Recently, a story has emerged discussing the impact social media culture – and more specifically Selfies – is having on a much larger event. My alma mater, Bryant University, has asked graduating seniors to please refrain from taking selfies with University President Ronald Machtley as they receive their diplomas during commencement this May.
This seemed like a reasonable request to me, after all, if each of Bryant’s 850 graduates stopped to take a selfie with President Machtley, the ceremony would be almost endless. What surprised me was not the actual request, but the attention it was given by the media. A few fellow grads had posted the story on social media on Friday, and over the weekend I was hearing and seeing it everywhere: on the radio, in Huffington Post, even The New York Times covered it. In a world where everyone is constantly plugged in and poised for the almighty selfie, simply requesting that students refrain from doing so for a few hours certainly makes a big splash. But we think that Bryant’s on to something here.
A Time and a Place for Social Media
Bryant by no means is denouncing all forms of social media – they playfully made the announcement about the selfie restriction via Snapchat.

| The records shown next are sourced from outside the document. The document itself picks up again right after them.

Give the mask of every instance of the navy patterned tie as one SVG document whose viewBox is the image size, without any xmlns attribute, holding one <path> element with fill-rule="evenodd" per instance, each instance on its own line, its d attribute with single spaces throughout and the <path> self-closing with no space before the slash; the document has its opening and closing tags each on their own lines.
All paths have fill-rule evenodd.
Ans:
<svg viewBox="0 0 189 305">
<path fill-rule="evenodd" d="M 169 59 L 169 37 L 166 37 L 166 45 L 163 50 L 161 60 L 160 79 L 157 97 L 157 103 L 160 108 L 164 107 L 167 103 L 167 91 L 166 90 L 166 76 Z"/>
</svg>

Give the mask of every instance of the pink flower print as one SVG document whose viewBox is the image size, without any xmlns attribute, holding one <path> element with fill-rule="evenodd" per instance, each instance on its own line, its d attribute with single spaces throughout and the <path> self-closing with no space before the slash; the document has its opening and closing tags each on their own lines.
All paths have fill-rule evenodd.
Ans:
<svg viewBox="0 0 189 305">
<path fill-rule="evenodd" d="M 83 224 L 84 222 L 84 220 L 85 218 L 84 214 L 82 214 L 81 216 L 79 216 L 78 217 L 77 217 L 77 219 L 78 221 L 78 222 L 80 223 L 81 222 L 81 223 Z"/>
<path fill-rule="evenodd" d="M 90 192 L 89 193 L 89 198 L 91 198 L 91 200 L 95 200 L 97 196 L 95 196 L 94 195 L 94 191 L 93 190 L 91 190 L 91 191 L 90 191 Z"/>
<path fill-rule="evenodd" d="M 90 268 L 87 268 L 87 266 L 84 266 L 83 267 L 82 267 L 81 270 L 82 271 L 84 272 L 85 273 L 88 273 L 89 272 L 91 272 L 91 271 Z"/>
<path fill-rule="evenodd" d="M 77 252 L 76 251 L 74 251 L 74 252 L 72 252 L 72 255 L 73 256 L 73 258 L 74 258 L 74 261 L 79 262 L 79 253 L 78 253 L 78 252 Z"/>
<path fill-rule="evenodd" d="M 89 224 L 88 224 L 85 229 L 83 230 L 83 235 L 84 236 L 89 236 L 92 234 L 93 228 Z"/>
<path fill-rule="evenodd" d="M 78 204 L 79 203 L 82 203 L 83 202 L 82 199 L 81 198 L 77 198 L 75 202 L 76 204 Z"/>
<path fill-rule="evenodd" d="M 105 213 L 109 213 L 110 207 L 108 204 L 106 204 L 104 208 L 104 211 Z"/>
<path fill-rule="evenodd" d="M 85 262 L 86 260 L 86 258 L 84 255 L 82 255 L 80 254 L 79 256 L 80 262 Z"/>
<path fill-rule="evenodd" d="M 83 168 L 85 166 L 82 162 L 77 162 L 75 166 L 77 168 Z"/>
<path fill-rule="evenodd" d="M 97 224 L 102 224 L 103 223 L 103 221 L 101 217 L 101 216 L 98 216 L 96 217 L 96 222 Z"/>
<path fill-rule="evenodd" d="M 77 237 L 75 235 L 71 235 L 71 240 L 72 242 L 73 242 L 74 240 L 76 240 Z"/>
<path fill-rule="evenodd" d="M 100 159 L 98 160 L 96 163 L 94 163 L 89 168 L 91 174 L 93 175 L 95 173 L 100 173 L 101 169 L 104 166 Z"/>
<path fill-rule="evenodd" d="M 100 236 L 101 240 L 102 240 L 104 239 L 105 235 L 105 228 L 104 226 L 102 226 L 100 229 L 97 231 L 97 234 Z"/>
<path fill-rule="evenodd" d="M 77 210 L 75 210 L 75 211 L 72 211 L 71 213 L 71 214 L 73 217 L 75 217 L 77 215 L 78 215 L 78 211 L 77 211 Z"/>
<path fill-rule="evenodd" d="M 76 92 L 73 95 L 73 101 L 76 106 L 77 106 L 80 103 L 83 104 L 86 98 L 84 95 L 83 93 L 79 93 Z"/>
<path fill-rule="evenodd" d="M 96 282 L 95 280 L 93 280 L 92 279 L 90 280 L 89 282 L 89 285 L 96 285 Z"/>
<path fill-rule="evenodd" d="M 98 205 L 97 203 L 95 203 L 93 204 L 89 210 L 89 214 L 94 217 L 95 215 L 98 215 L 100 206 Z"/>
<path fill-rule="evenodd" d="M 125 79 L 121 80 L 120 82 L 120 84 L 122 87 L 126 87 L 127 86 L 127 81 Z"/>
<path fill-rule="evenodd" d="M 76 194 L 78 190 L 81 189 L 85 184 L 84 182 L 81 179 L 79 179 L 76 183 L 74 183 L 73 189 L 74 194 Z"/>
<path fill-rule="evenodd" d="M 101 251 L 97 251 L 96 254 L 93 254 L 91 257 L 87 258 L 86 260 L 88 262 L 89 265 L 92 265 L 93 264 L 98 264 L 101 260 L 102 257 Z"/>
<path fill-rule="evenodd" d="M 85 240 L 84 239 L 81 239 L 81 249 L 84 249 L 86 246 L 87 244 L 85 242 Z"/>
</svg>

Nor is President Machtley opposed to taking selfies with students in the weeks leading up to graduation. No, the University is simply addressing the fact that commencement selfies detract from the experience as a whole. Not only do they add to the already lengthy ceremony, they may impede eager parents and professional photographers from getting a good shot.
Generally, we encourage businesses to get their customers involved with social media whenever possible, but there are definitely cases when you may want to take a leaf out of Bryant’s book and set a time and place for social media and selfies. For instance, if your service is experience based, for instance, say you own a shooting range, it’s wise to make the range an “unplugged” zone, for obvious safety reasons. Or, if you run a cooking class, you may want to ask students to hold off on taking pictures until the dish is complete as they may risk missing an important instruction.
Assess your business and see if there are any areas where your customers would benefit from an “unplugged” environment. Be sure to post notices and make announcements not only detailing that these are social media & selfie free zones, but why as well! Your customers should know that you want them to have the best experience possible and that putting the smartphone down can help them do so!